Ambitieux – Brillant – Déroutant.
Ambitieux
Valentine Ihmof est probablement la plus américaine des auteures françaises. Rien d'étonnant donc qu'après deux polars dont le souvenir me hante encore, elle ait choisi dans
le Blues des phalènes de s'attaquer à un pan sombre et méconnu de l'histoire US.
À travers les destins croisés de ses 4 personnages – Pekka, Arthur, Milton et Nathan – Imhof raconte la Grande Dépression vue par ceux qui la subirent plus qu'ils ne la traversèrent, bâtisseurs laborieux, exploités et oubliés, face B du rêve américain. Des personnages ayant en commun la rupture franche avec leur passé, leur famille, leurs espoirs et leurs illusions. Mais aussi le poids d'un meurtre…
Des personnages qui vont un temps se croiser à Halifax en Nouvelle-Écosse, port stratégique d'envergure mondiale meurtri par l'explosion générée par la collision de deux navires, dont le funèbre bilan ne sera surplanté que par Little Boy des années plus tard.
En près de 500 pages, Imhof travaille son sujet sous tous les angles pour rendre la copie la plus fidèle de ces années 30 de bascule, entre fuite incessante et répit de quelques mois de boulot pour quelques cents par jour ; entre promesse des bénéfices du progrès annoncé et luttes sociales pour ne pas les attendre trop longtemps ; entre relents tentateurs du fascisme européen en cours d'installation et chasse aux communistes devenus symboles à abattre.

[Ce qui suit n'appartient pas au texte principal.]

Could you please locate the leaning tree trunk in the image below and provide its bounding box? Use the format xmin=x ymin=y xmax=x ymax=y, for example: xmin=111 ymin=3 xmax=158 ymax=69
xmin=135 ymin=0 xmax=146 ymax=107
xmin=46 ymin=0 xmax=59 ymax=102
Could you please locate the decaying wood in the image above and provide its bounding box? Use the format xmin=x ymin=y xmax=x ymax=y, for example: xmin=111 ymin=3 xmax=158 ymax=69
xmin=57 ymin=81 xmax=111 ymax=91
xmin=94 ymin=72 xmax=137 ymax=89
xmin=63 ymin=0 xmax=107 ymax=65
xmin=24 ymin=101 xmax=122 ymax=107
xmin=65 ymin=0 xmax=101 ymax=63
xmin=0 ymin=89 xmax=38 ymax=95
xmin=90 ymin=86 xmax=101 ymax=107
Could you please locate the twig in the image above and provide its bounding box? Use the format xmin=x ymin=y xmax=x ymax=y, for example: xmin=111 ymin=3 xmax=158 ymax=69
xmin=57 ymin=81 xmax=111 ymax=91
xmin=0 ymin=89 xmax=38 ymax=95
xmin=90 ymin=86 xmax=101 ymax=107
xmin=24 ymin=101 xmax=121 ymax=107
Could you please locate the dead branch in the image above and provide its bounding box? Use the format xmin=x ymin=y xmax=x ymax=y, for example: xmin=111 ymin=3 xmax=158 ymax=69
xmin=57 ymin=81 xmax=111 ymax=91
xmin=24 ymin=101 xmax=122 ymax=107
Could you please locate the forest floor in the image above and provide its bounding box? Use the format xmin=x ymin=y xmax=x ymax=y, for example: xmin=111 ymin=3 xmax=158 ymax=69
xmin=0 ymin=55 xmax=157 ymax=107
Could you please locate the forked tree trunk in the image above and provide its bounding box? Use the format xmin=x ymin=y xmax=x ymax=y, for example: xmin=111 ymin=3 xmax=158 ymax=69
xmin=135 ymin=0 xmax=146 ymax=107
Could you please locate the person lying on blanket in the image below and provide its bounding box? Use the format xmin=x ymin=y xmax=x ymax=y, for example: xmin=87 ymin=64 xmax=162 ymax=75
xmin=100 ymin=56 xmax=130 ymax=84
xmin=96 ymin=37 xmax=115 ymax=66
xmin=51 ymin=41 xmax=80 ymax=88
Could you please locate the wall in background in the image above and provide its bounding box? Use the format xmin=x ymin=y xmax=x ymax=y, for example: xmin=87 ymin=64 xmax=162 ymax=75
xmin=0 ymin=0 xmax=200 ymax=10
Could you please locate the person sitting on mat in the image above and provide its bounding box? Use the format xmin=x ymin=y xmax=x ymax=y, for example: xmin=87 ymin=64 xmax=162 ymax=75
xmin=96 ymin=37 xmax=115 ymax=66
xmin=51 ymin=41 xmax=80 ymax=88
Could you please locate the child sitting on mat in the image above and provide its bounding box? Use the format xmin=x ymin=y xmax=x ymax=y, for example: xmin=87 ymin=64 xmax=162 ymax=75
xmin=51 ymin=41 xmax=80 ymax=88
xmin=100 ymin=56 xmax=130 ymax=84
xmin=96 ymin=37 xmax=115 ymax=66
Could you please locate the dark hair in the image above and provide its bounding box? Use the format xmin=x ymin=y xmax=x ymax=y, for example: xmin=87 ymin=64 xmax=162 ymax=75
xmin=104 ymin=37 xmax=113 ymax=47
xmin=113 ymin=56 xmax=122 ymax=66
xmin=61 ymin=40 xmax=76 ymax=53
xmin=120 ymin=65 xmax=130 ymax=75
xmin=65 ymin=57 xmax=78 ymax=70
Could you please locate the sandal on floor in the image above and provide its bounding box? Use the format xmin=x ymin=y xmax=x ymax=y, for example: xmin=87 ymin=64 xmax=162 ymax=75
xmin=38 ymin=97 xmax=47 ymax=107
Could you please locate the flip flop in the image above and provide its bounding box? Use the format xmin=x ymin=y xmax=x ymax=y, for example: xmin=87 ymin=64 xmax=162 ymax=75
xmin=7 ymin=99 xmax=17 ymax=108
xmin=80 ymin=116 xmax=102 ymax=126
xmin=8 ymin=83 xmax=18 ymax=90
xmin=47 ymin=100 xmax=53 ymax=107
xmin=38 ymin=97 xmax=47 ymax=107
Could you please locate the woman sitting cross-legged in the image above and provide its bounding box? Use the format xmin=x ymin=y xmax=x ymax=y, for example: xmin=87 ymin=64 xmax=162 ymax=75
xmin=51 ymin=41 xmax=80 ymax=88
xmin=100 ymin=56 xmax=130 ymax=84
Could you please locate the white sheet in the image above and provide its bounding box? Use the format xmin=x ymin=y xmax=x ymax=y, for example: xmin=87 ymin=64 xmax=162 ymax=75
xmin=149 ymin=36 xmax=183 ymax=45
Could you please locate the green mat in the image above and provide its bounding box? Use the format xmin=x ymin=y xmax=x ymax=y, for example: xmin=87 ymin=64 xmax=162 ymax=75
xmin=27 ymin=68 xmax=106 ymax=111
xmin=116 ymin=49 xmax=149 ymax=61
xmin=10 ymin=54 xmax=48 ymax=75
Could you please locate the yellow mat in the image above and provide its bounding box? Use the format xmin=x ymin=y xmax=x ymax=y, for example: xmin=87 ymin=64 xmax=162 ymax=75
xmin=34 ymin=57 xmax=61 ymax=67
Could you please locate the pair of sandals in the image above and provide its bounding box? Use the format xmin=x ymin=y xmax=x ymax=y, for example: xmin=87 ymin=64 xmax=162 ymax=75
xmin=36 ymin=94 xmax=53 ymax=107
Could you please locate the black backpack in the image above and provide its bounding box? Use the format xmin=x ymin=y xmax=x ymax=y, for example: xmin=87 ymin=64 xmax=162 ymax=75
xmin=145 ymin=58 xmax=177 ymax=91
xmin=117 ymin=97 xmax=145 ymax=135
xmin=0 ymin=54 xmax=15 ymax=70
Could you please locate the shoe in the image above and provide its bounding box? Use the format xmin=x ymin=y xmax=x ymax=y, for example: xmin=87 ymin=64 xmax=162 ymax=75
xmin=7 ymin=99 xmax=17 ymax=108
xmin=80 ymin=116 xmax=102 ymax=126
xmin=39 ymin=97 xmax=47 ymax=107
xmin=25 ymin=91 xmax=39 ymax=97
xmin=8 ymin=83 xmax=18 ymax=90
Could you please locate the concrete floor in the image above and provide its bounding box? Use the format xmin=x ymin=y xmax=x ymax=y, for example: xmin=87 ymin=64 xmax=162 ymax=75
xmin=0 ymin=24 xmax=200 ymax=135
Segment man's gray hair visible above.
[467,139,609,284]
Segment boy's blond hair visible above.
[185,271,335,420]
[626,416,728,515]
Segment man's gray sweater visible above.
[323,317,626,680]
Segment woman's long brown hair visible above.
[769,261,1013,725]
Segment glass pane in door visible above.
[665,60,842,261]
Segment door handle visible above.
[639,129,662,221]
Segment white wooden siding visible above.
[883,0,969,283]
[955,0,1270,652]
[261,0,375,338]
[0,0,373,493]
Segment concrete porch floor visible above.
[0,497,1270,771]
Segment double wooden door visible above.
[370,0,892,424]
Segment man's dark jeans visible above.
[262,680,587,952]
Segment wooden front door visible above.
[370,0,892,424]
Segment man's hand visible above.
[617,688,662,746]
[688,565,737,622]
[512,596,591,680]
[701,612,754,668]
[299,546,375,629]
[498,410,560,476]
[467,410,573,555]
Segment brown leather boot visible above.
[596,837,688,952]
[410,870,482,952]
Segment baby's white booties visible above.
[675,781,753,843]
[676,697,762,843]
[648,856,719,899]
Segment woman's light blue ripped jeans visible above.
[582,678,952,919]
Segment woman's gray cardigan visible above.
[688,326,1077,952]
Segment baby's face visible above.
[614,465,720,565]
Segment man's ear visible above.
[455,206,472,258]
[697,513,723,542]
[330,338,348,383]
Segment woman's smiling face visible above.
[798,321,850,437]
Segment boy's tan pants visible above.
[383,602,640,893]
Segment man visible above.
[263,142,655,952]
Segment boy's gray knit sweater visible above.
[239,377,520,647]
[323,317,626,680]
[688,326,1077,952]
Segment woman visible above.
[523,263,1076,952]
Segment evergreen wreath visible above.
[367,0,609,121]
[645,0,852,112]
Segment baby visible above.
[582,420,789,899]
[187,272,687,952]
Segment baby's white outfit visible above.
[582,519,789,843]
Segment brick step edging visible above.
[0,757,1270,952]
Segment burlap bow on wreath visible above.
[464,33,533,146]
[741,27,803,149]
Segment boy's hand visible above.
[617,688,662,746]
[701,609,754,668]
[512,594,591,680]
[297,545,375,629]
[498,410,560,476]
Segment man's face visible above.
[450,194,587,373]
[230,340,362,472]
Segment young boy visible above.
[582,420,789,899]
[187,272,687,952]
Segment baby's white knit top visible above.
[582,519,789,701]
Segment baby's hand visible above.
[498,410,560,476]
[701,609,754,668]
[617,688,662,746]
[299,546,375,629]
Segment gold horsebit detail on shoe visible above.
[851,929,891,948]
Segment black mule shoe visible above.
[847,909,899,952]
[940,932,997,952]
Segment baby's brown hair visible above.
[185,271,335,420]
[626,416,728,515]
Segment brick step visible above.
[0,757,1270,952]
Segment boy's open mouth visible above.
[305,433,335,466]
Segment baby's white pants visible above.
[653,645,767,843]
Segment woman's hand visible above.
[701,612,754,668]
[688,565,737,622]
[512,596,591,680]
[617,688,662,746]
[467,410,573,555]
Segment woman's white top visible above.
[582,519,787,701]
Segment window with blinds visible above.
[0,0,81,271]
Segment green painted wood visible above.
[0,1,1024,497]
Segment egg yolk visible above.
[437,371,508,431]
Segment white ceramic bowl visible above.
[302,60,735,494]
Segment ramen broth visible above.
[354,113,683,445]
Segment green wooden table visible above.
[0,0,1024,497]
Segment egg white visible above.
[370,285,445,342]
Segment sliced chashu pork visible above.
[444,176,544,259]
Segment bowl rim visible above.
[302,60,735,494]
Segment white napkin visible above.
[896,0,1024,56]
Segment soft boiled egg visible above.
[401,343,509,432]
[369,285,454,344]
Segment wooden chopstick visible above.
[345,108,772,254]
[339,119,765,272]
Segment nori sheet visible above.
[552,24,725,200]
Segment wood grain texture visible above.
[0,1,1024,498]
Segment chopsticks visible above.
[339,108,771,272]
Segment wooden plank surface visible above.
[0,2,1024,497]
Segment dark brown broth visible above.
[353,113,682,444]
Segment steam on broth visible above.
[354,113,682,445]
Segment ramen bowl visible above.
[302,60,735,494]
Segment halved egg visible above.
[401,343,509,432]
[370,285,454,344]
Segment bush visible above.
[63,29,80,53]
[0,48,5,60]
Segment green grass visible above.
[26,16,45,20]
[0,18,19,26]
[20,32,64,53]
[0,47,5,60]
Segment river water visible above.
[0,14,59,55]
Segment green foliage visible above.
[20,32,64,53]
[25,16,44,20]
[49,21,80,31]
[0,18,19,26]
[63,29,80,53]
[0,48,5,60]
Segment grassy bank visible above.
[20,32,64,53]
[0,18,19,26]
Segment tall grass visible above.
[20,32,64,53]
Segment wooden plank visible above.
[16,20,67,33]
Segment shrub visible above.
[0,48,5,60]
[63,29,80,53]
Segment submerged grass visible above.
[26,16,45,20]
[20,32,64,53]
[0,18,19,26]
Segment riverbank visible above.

Engagements dans les guerres du Commonwealth et de l'Europe, grande explosion, exposition universelle de Chicago, sculptures des Black Hills Moutains, prohibition, bataille de Washington, Bloody Thursday de San Francisco… La grande histoire, parfaitement documentée, se revisite, racontée par ceux qui la vécurent.
Et au-delà, la petite histoire d'une société américaine en attente du rebond, qui n'a de cesse que d'«agiter le fanal fumeux d'un espoir illusoire pour que d'autres phalènes viennent s'y brûler ». Ambitieux, très ambitieux.
Brillant
Valentine Imhoff devait certainement aimer les puzzles, assemblage de pièces diversifiées où seul l'ensemble final finit par faire sens. La construction du Blues des phalènes en témoigne, intelligente et brillante.
Elle travaille jusqu'à l'os chacun de ses personnages, dans une étude à 360° sans logique temporelle, où leurs propres pensées en dévoilent davantage que leurs actes, réussissant peu à peu à déployer une empathie du lecteur pas forcément acquise au début.
Milton qui a fui sa famille pour la guerre puis la vie solitaire et ne trouve l'apaisement que dans la peinture et le désert ; Pekka, Joséphine, Jane… aux multiples vies pour autant de changements de noms ; Arthur, tentant d'expier son passé sanglant dans la révolte et la lutte sociale ; et Nathan, Iowa Kid qui retrouve dans la communauté des bannis, le père qu'il n'a pas eu et l'espoir d'un avenir différent.
L'ensemble est porté, comme toujours chez Imhof, par un style évolutif au fil du livre : factuel dans le récit historique ; violent et cash dans les chapitres les plus sombres ; effrayant quand elle décrit Ragetown et les cloaques ouvriers ; délicieusement poétique et inspiré dès que la bride est lâchée.
« Parce que les hommes auront beau s'échiner à bricoler, calculer, cultiver, combiner, fabriquer, tant qu'ils peuvent, la nature aura toujours le dessus. Ils creusent des tunnels, elle sculpte des canyons. Ils construisent des immeubles, elle érige des montagnes. Ils créent des lacs et des canaux, quand elle a enfanté les fleuves et les mers ». Brillant, très brillant.
Déroutant
Alors forcément, la contrepartie de cette ambition et de cette construction brillante est un livre qui pourra parfois sembler déroutant dans certains de ses passages.
Se fiant de la ligne du temps et de la chronologie, Imhof balade son lecteur entre les époques, au coeur d'un même paragraphe parfois, le plongeant volontairement dans une sorte de tournis temporel nécessitant quelques efforts. Amateur de pageturners, passez votre chemin.
La multiplicité des thèmes abordés et la variation de place et d'importance qui leur est donnée (notamment à la fin), interpelle, amenant le lecteur là où il ne s'y attendait pas, dans une progression originale mais inattendue du livre.
Le Blues des phalènes ravira celles et ceux qui sauront lâcher prise et prendre la main de l'auteure pour se laisser embarquer dans son ambition, ce qui fut mon cas. Avec à la fin la certitude que je relirai ce livre un jour pour en saisir toute la richesse.